If your family is anything like mine, the idea of “the best” is important. Growing up in Poland in the 70ties, it was important to know which store had the best bread, the tastiest kielbasa, the only true, original pottery, the highest quality clothes, etc. Even though the times have changed, my relatives and friends in Poland still tend to place more value on word-of-mouth recommendations than on formal advertising. My mother still gets all her cold cuts from the little shop on street X because they are “the best.” My aunt tells me her son and his family went to “the best” resort in the mountains for their holidays. My friend recommends “the best” facial cream, which is, of course, produced by company Y. The list goes on and on…
Just the other day I was at the Polish shop in Vienna, Virginia. There are two Polish shops in the greater Washington, DC area – a well established Kielbasa Factory in Rockville, MD and a relatively new Polish Market in Vienna. The owner of the Kielbasa Factory is a kind person and a great businesswoman who recognizes all customers, even those (or maybe especially those) who do not speak Polish and admit they are still learning about Polish food. On the flip side, the owner of the Polish Market, takes every opportunity to put his customers down.
“I would like some kielbase that has garlic in it”, says one customer. “Which type would that be? Because I bought some Polish kielbasa before and it wasn’t very garlicky. ”

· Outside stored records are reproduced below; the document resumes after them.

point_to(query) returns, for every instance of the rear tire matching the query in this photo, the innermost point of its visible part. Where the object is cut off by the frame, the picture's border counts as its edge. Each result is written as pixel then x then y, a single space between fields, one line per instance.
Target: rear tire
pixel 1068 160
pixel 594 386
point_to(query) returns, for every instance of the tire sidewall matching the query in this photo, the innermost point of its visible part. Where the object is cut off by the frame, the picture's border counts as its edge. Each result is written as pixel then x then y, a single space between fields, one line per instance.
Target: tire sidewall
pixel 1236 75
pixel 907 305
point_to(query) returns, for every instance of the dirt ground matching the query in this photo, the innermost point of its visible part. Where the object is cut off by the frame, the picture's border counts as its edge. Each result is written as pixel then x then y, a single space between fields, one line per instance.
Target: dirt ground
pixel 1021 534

“Where did you buy it? I guarantee what you bought was not true Polish kielbasa! These all have garlic in them. Depends on what amount you feel comfortable with.” The owner snaps. Way to put the customer in her place….
“I would like to send a package to Poland.”
He hands me the form : “Do you know how to fill it out?”
“I think I can manage”… I am Polish, the form is in Polish, what is tricky about this?
However, sometimes lessons in life come from the least expected sources. As much as I do not appreciate this man’s attitude, the other day I was shopping for pickles, so I asked, in a truly Polish fashion: “Which pickles are the best?”
“The best for whom? For you? For me? For your friend?”
As rude as his response might have been it is also VERY true, especially in cases when we transfer this way of thinking to life choices.
A few years ago I was touring universities with my son, who at the time was a High School junior. He was graduating from the International School of Kenya and was trying to decide between five California universities. At Cal Poly San Louis Obispo, a parent on our tour asked a question, putting down one of the other universities and looking for reassurance. Instead, this was our guide’s response: “I guarantee that all the universities you are touring are great. They are all renown and fabulous but their offers are different. It is not the question of whether the university is good. It is the question of where do you see yourself for the next four years.”
Last week my friend came to Washington, DC with her daughter who is a great athlete. They were going to tour one of her daughter’s first pick schools. Before the visit, her daughter already heard from her friends “You got in? OMG! This is a no brainer! Obviously, that is where you are going. So jealous.”
Even my husband said: “Oh, wow! She got in? Of course, she must go there.”
But why? Just because this particular university has a great reputation and is a renowned institution? Is that a good enough reason? We spent three hours at that campus, she took it all in and in the end decided it was not for her. Even though the coach was practically bribing her to come, giving her a private tour led by a few future teammates. In the end, she picked a different school because she got the wrong vibe. The main selling point that this particular university kept emphasizing was just not something she personally cared about. Is the university not good? No, quite the contrary – it was just not “the best” for her. She could not see herself there for the next four years.
So, best for whom? This is the question we should be asking ourselves often in life. Best diet? Best car? Best exercise regimen? Best food? Best country to live in? Best for whom?
What is the best for one person is not the best for another.
There are many fabulous things and places on this earth. Don’t let anyone decide which is the best for you. Trust your gut – have self confidence, self knowledge and courage to always choose yourself what is best for you.